🔼The name Tel-harsha: Summary
- Mound Of The Craftsman's Work, Mound Of Carvings
- From (1) the noun תל (tel), mound, and (2) the verb חרשׁ (harash), to carve.
🔼The name Tel-harsha in the Bible
The name Tel-harsha occurs twice in the Bible but in the same context. Both Ezra and Nehemiah report that hundreds of people (Ezra says 652, Nehemiah counts 642) returned from the Babylonian exile, having not only been robbed of dignity, culture and decades of their lives, also of any records to show that their families truly originated in Israel and not somewhere else (Ezra 2:59, Nehemiah 7:61; the returnees came with substantial gifts from the Persian government and rightfully expected profiteers from less lavishly endowed peoples to hitch a ride).
And since they were unable to submit any proof of their legal Jewishness, the sons of Delaiah, Tobiah and Nekoda were most probably banned again and turned into Samaritans. People who could apparently show that their families were of priestly descent but not precisely how they related to Aaron, where only excluded from the priesthood (Ezra 2:63, Nehemiah 7:65, see Numbers 16:40).
Note that just prior to Tel-harsha, both Ezra and Nehemiah mention a Harsha as patriarch of a family of Nethinim (Ezra 2:52, Nehemiah 7:54).
🔼Etymology of the name Tel-harsha
The name Tel-harsha consists of two elements. The first part of our name is the noun תל (tel), which denotes a place of repeated destruction and rebuilding:
The verb תלל (talal) means to accumulate or repeatedly cover over, and that in a destructive sense. Noun תל (tel) describes an artificial mound of many layers of destruction and rebuilding. Such mounds would obviously be found on desirable and contended locations. Quite telling, the derived verb התל (hatal) means to mock a person. Noun התלים (hatulim) means mockery.
The second part of our name is the same as Harsha, which in turn comes from the root group חרשׁ (harash):
Verb חרש (harash I) means to engrave or cut into something, often with the objective of storing information. Noun חרשׁ (harash) means engraver or cutter (of a wide range of materials). Noun חרשׁת (haroshet) means a carving. Noun חרישׁ (harish) means a plowing or plowing time, and nouns מחרשׁה (maharesha) and מחרשׁת (mahareshet) mean ploughshare (and remember the strong Biblical connection between spreading seeds and spreading words).
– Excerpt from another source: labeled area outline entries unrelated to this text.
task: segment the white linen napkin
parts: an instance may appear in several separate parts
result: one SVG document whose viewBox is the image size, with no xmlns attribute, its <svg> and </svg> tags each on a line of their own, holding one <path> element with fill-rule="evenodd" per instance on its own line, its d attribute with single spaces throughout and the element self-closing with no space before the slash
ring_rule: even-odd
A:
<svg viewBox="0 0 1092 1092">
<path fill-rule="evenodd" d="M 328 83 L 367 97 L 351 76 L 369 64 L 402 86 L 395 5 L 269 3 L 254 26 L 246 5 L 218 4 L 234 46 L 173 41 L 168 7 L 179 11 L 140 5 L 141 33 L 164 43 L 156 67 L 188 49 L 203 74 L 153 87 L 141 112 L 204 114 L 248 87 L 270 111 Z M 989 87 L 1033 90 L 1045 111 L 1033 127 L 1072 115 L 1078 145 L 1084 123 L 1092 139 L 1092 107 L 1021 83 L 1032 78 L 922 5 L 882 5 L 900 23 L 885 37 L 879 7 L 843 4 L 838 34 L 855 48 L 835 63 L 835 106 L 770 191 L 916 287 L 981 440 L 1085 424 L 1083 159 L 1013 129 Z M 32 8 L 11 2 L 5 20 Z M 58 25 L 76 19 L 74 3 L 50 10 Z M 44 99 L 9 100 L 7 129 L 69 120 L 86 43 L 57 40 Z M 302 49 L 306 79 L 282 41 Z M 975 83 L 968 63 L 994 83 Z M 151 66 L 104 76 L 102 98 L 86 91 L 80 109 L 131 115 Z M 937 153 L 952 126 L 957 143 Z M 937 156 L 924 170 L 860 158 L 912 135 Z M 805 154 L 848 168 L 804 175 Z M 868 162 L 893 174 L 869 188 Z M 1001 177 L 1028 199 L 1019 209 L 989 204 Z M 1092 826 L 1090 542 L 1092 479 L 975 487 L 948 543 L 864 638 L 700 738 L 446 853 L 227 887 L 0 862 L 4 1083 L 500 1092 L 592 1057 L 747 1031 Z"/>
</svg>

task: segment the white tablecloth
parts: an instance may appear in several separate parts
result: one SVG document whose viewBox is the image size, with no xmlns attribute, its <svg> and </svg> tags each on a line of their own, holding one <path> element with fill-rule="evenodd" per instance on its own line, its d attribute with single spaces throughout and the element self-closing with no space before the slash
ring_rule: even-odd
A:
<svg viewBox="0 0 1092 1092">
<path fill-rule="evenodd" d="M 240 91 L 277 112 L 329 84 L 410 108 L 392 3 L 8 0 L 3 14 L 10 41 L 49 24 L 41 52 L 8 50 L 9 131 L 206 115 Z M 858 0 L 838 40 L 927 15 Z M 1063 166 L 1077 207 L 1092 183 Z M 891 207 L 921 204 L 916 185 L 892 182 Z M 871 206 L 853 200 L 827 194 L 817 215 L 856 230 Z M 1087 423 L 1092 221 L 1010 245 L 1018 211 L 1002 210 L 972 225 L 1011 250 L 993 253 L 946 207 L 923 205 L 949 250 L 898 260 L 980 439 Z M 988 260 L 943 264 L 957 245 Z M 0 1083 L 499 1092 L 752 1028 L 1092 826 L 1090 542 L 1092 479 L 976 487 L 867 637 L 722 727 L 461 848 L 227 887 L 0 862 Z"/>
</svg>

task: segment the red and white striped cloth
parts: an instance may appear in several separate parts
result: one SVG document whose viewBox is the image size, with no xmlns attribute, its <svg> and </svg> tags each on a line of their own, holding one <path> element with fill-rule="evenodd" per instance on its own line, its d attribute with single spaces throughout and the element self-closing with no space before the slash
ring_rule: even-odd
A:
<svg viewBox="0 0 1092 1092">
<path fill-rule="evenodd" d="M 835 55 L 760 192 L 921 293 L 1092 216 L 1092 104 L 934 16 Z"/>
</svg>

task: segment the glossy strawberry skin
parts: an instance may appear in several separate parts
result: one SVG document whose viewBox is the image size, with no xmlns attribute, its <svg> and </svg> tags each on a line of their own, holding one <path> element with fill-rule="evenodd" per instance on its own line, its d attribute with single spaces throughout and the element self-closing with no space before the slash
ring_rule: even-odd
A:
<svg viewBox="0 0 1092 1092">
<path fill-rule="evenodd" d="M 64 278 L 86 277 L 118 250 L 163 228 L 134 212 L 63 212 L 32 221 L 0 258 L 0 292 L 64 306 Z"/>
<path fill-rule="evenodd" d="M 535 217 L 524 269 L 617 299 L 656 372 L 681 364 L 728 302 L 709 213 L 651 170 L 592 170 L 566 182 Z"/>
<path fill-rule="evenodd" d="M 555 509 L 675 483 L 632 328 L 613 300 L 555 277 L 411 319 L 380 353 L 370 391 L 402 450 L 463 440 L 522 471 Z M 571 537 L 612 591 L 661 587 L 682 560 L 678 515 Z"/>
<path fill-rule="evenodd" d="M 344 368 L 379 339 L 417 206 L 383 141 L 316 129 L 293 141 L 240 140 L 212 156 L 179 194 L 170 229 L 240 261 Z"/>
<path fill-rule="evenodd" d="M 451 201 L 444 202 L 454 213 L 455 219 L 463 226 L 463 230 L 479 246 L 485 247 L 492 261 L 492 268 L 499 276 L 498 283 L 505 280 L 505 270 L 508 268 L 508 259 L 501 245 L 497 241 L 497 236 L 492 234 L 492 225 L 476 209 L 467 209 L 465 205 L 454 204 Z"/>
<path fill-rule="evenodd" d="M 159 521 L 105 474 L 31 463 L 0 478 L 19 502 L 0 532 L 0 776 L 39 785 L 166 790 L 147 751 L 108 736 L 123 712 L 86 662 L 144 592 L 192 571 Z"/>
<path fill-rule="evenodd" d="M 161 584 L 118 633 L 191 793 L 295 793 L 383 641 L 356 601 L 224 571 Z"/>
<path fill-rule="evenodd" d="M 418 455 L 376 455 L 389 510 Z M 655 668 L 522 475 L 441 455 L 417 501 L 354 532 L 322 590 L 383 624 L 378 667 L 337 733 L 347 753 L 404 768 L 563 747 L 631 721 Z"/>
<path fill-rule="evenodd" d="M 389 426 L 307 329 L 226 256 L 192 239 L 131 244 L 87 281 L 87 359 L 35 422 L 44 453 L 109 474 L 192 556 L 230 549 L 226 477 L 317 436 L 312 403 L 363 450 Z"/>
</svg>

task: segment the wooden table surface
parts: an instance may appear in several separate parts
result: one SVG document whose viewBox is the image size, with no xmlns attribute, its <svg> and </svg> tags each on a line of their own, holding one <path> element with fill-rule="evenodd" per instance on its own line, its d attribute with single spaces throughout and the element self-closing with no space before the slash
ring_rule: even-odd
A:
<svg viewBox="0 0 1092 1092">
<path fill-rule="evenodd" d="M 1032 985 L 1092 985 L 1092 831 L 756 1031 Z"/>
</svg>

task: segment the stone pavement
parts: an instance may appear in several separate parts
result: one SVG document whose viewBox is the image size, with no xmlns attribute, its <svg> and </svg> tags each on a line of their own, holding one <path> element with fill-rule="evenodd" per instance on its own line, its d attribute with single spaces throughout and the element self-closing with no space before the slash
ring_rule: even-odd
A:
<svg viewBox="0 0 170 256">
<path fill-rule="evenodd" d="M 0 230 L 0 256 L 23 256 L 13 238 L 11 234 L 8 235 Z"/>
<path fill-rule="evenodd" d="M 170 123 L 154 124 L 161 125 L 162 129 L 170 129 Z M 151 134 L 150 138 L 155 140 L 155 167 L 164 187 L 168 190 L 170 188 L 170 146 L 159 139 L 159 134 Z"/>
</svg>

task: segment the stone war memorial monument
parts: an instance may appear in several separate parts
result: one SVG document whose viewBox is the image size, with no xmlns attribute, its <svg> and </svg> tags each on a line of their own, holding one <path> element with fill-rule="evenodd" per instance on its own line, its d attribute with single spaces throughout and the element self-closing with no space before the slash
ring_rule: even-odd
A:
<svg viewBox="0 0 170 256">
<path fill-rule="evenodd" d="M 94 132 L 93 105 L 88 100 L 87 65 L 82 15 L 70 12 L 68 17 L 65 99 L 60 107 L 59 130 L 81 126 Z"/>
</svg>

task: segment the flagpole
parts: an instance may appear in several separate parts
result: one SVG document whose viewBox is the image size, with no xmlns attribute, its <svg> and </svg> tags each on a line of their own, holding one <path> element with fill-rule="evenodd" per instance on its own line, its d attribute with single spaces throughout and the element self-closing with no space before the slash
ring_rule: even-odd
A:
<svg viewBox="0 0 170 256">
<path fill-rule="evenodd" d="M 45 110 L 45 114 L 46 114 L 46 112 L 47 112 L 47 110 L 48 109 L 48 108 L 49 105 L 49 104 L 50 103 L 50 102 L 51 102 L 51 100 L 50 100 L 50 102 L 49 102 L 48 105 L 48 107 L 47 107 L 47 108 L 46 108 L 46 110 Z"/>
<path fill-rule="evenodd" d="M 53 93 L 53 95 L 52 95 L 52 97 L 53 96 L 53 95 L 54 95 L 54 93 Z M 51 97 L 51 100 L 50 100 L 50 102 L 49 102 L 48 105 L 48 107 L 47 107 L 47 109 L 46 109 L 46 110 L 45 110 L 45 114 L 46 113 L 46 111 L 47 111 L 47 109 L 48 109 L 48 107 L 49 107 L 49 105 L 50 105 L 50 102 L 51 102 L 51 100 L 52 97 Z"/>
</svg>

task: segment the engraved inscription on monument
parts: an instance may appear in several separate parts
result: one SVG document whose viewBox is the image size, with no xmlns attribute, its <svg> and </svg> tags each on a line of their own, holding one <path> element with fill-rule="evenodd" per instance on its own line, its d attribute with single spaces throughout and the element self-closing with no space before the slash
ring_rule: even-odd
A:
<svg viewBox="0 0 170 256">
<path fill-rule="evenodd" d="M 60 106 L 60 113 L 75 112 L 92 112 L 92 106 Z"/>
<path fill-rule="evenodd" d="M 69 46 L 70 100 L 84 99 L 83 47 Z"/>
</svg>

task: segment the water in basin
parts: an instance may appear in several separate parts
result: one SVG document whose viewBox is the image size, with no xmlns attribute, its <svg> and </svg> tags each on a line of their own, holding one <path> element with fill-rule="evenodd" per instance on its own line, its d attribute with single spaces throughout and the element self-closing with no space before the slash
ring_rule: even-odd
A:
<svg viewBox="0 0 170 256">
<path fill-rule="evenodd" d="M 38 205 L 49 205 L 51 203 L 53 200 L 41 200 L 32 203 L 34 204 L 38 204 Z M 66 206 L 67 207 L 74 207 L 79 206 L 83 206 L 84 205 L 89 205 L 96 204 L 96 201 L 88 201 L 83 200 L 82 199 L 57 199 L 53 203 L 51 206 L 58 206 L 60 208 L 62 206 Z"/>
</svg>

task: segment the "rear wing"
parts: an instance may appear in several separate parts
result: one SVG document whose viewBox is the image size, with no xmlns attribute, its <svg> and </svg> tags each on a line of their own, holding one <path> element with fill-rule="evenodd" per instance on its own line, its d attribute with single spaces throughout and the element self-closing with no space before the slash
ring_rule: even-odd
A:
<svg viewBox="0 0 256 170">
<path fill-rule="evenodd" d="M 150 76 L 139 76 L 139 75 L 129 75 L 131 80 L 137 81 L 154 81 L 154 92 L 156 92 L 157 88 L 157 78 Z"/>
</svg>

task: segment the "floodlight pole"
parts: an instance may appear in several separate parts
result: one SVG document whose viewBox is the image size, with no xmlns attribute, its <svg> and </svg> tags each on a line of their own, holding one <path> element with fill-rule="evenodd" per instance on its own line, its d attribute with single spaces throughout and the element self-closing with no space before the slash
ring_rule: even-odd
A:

Perhaps a whole other verb (and perhaps the same one) is חרש (harash II), to be silent or to be deaf. How these two verbs relate isn't clear but perhaps information technology was reckoned as "speech yet silent" and "hearing yet deaf", or else the intersection might lay on the esoteric nature of information technology. Then as today, people who are highly skilled in it may seem like magicians to the rest of us. Adjective חרשׁ (heresh) means deaf and adverb חרשׁ (heresh) means silently or secretly.
Noun חרש (horesh) appears to refer to wooded heights. How that word fits in isn't clear (most scholars assume a 3rd verb: harash III) but it may connect to the rest via the noun חרש (heresh), magic. This rare noun is proposed to come from yet another identical verb, harash IV, but here at Abarim Publications we find this noun to match the previous stock neatly. Particularly when a craft is new and it's not clear what a new technology is supposed to do, scammers of all sorts arise.
Verb חרש (haras) was originally spelled identical to the previous (the difference between שׂ and שׁ originated in the Middle Ages). It means to scratch or lacerate, but instead of storing good information this root emphasizes deletion of bad information (a similar duality exists in the verb זרע, zara', to scatter to sow, and זרה, zara, to scatter to winnow).
Noun חרשׂ (heres) means earthenware or rather a fragment of earthenware. Noun חרס (heres) denotes an eruptive disease characterized by itchy skin irritation (note the alternation between the letters שׂ, sin, and ס, samekh). The feminine plural noun חרסות (harsit) or חרסית (harsit) mean potsherds.
Noun חרס (heres) is an unusual word for the sun and although scholars see no connection with the previous, here at Abarim Publications we surmise that the ancients saw a connection between baked clay and a tanned skin, both protective and both provoked by exposure to a source of heat.
For a meaning of the name Tel-harsha, NOBSE Study Bible Name List reads Mound Of The Craftsman's Work and Jones' Dictionary of Old Testament Proper Names proposes a curious Hill Of Plowing (and this while both translate the name Harsha with Enchanter).
BDB Theological Dictionary does not offer an interpretation of our name and lists it under the noun תל (tel).